Imitation is the sincerest form of flattery. The Mazda MX-5 is the benchmark in the two-seat convertible sector, so what better car could there be to base yours on?
This is one of many reasons why Fiat partnered with Mazda to produce this, the 124 Spider. Don't be put off by this coupling, though – despite sharing a chassis and a lot of other parts, the 124 is a fine convertible with enough differences to the MX-5 to give it a character and desirability all of its own.
Classic little open-top cars such as the 124 are dwindling in number these days and are mostly the preserve of premium brands – indeed the Spider only ran for two years in the UK before production ceased in 2018. Of its rivals, if you want raw thrills, the BMW Z4 can be had with a more powerful six-cylinder engine, while the Audi TT Roadster is available with quattro four-wheel drive.
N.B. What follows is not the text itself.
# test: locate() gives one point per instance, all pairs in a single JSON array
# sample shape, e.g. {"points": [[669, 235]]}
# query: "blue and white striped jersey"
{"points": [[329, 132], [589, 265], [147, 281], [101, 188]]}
You could, of course, also go for the MX-5, which is the 124’s closest rival.
There’s only one engine in the 124: a turbocharged 138bhp 1.4-litre petrol that can be had with either a manual or automatic gearbox. If you are looking for hot hatch-rivalling performance, then you could go for the Abarth 124, which has the same engine tuned up to produce 168bhp.
Classica trim comes with most of the basics such as air-con, Bluetooth connectivity and alloy wheels, but mid-range Lusso is better equipped with a 7.0in infotainment system that includes sat-nav, a rear-view parking camera, 17in wheels, heated leather seats, automatic climate control and keyless entry. Lusso Plus gets fancier LED lights front and rear and a Bose sound system, but isn’t necessarily worth the extra outlay unless the purchase price is right.
It’s a nice motor, the 1.4, although there is a little turbo lag at low revs that can be annoying, but once you've got the engine spinning you get plenty of mid-range shove and a racy soundtrack to accompany the power.
The steering – like the Mazda's offering – doesn’t offer any great feedback, but it is an electrically assisted rack. You’ll find it a little heavier than the set-up in the MX-5, but it’s still very consistent through the bends and wonderfully accurate. The ride is smooth for this type of car and the 124 generally feels more grown up as a result. It’s more for those who want a small sporty car but won't be driving it on the limit all the time.
Inside, you’ll find the 124 to be quite compact, with storage space at a premium. The boot is also small, but this is a similar story for most of the 124’s rivals. If you need to carry more, you’ll have to get a boot rack fitted as an accessory from a Fiat dealer. However, the dash is nicely designed, with all the major controls falling easily to hand. It feels well put together, too, and doesn’t suffer from much scuttle shake, despite the lack of a metal roof.